Yes, they are. We present films made with traditional techniques (drawing, puppets, stop-motion) as well as those made with computers, whether 2D or 3D. But animation is much more than that! We see animation everywhere today, especially in special effects. During the festival (on November 27 at 5 p.m.) there will be a guest lecture by the visual effects supervisor for the movie Paddington, because Montreal’s Framestore studio produced all of the film’s animated special effects. Animation is a big world, and we want to present the full scope of it.

World of tomorrow, Dir. Don Hertzfeldt. International Competition, Thursday November 26, 9 p.m. and Friday November 27 5 p.m. Salle Claude-Jutra, Cinémathèque québécoise.

The official competition has around 30 entries. What can we expect?

We sought out four or five films that had been successful at other festivals, like World of Tomorrow by Don Hertzfeldt, and we also wanted to screen films that haven’t been shown elsewhere, to give our audience as many premieres as possible. The international competition, like the student competition – which is well worth checking out – will also have plenty of Quebec-made films, along with entries from the United States, Europe, Australia and Asia.
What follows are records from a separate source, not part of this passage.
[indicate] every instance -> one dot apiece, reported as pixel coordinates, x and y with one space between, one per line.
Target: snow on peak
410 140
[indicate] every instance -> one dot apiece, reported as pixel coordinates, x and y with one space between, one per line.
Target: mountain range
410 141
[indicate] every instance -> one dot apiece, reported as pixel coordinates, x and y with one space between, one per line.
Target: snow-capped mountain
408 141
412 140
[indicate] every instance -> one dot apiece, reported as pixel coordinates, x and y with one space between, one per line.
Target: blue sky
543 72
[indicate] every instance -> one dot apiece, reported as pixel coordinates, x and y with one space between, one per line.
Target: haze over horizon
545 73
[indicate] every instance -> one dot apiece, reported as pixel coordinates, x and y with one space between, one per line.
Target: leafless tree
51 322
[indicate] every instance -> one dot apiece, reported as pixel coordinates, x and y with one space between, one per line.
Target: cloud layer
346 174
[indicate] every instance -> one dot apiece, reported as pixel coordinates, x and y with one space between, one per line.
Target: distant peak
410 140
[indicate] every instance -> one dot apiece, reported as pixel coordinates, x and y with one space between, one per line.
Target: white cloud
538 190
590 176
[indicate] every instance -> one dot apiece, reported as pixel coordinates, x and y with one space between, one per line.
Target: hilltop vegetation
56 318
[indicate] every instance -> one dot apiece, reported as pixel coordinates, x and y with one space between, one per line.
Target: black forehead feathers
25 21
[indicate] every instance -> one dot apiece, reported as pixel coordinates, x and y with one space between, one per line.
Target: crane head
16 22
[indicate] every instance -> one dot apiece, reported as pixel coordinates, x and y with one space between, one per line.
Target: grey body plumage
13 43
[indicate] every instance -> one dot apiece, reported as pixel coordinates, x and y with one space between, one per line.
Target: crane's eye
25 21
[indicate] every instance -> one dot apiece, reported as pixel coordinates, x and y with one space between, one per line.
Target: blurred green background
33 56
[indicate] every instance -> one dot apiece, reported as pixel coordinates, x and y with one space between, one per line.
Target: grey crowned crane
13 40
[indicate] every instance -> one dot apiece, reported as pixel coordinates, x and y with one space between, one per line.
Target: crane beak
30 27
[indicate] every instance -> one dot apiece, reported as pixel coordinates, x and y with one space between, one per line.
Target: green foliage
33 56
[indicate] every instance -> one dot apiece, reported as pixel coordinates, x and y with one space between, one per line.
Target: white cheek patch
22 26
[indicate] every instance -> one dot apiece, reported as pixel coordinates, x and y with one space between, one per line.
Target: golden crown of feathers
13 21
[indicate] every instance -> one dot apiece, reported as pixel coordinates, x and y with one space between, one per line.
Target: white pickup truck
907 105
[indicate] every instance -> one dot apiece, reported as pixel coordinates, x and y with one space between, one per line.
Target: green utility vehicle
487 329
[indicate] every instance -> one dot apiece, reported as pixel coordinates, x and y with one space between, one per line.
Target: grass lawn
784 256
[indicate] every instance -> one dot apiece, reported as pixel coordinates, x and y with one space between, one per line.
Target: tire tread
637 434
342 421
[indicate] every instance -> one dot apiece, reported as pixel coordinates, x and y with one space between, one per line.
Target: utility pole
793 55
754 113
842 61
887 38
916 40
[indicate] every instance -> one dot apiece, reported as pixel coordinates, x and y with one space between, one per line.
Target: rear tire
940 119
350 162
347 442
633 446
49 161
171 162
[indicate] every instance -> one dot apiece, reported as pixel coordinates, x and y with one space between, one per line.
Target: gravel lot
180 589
Avril et le monde truqué, Dir. Christian Desmares and Franck Ekinci, designed by Tardi, with the voices of Marion Cotillard, Jean Rochefort, Philippe Katerine, Marc-André Grondin, Olivier Gourmet, Macha Grenon, Benoit Brière and Bouli Lanners. Saturday November 28, 7 p.m., salle Claude-Jutra, Cinémathèque québécoise. Presented in collaboration with FIFEM.

What will we see in the theatres?

Each program has several short films. They include works in every genre, whether drama or comedy, made with a variety of animation techniques. There are also several must-see feature films, including our opening film, La Montagne Magique, an epic animated documentary about the life of Polish adventurer Adam Jacek Winkler, and Avril et le monde truqué, co-produced by the Montreal studio Kaibu, a stunning science fiction film set in France in 1941. Our closing film, Adama, made in France, is about a young African who finds himself in Europe during the First World War. It’s very touching.

All films will include English subtitles.

Adama, Dir. Simon Rouby. Premiere in Quebec, presented in collaboration with Vues d’Afrique. Sunday November 29, 6 p.m., salle Claude-Jutra, Cinémathèque québécoise.